As a final conclusion, we observe that it is women and young participants who have the most correct information and the ones who are least carried away by the prejudices imposed by society. In addition, through the different formulation of questions, we verified that many participants have the necessary theoretical knowledge to enjoy a healthy sexual life but that they are won over by prejudice. When they are asked in a more applied way, closer to their personal experience, that is, when their personal experience is confronted with some of the very socioculturally coined prejudices, they present contradictory answers. Therefore, it is important to intervene in this area for a better understanding of couple sexual relationships, as well as to better understand the functioning of our sexual organs and, above all, so that the knowledge that people have is internalized, to definitively eliminate these myths and fallacies, and their serious effects on sexual satisfaction.

In this sense, we defend the role of psychologists in this field, not only as sex therapists but as prevention agents who have the tools to provide sex education to younger people that is real and goes beyond the use of condoms and sexually transmitted diseases.
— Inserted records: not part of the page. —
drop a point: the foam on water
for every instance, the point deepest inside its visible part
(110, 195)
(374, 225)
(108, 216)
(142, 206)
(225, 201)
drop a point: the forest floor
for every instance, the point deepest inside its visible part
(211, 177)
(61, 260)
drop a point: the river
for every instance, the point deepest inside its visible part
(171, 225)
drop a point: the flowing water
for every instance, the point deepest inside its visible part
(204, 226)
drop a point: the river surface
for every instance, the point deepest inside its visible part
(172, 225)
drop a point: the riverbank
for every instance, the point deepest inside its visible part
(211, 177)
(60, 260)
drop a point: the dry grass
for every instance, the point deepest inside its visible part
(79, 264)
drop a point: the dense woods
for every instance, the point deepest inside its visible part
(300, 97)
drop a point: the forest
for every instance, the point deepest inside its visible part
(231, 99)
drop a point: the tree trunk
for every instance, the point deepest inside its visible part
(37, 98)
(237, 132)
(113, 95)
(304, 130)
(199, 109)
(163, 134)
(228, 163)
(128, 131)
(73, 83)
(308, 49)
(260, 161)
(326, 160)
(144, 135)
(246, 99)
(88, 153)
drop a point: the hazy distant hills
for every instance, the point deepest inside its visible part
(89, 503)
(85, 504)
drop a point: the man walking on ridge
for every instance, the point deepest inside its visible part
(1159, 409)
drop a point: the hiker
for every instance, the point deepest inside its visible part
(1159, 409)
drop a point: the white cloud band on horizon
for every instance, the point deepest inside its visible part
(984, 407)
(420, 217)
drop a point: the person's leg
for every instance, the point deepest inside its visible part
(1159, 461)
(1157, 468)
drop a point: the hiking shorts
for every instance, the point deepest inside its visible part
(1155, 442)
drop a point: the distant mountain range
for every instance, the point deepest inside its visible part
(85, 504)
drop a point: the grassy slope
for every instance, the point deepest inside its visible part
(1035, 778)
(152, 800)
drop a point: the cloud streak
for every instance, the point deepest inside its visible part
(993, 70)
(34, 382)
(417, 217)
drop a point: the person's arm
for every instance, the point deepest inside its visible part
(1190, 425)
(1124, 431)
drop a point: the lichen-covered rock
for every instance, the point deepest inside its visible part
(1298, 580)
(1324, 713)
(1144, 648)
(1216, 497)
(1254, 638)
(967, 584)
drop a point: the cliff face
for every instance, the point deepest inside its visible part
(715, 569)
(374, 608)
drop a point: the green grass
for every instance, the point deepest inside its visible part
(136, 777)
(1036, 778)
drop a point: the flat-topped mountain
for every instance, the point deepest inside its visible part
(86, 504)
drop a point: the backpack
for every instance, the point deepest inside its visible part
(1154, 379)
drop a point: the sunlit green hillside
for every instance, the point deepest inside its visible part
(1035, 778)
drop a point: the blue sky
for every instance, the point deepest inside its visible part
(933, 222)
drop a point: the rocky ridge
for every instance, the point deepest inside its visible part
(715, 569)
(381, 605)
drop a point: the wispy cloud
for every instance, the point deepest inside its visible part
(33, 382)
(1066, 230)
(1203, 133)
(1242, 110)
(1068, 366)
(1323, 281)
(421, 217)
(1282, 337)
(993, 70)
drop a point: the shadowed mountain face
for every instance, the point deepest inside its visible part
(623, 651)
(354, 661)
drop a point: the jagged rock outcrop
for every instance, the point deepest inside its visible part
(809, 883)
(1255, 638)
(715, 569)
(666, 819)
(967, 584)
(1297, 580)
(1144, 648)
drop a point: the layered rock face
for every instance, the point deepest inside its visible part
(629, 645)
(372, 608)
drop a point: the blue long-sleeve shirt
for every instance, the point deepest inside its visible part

In this way and at the same time, a step would be taken towards the normalization of sex, allowing the youngest to express themselves without prejudice or fear.

Clinical and Policy Implications

This study, and the questionnaire developed, will allow evaluating the level of presence of these fallacies and negative attitudes, both in different societies, groups, and in individuals. Information that will be of great help to professional therapists who treat sexual dysfunctions and problems in couple/marital life. Especially those problems that have their origin in the feeling of failure of their sexual relations due to the presence of these false and unrealistic expectations in their minds. With this study (which we encourage and expect to repeat in other countries), we also hope to contribute to a healthier and more accepted sexual life.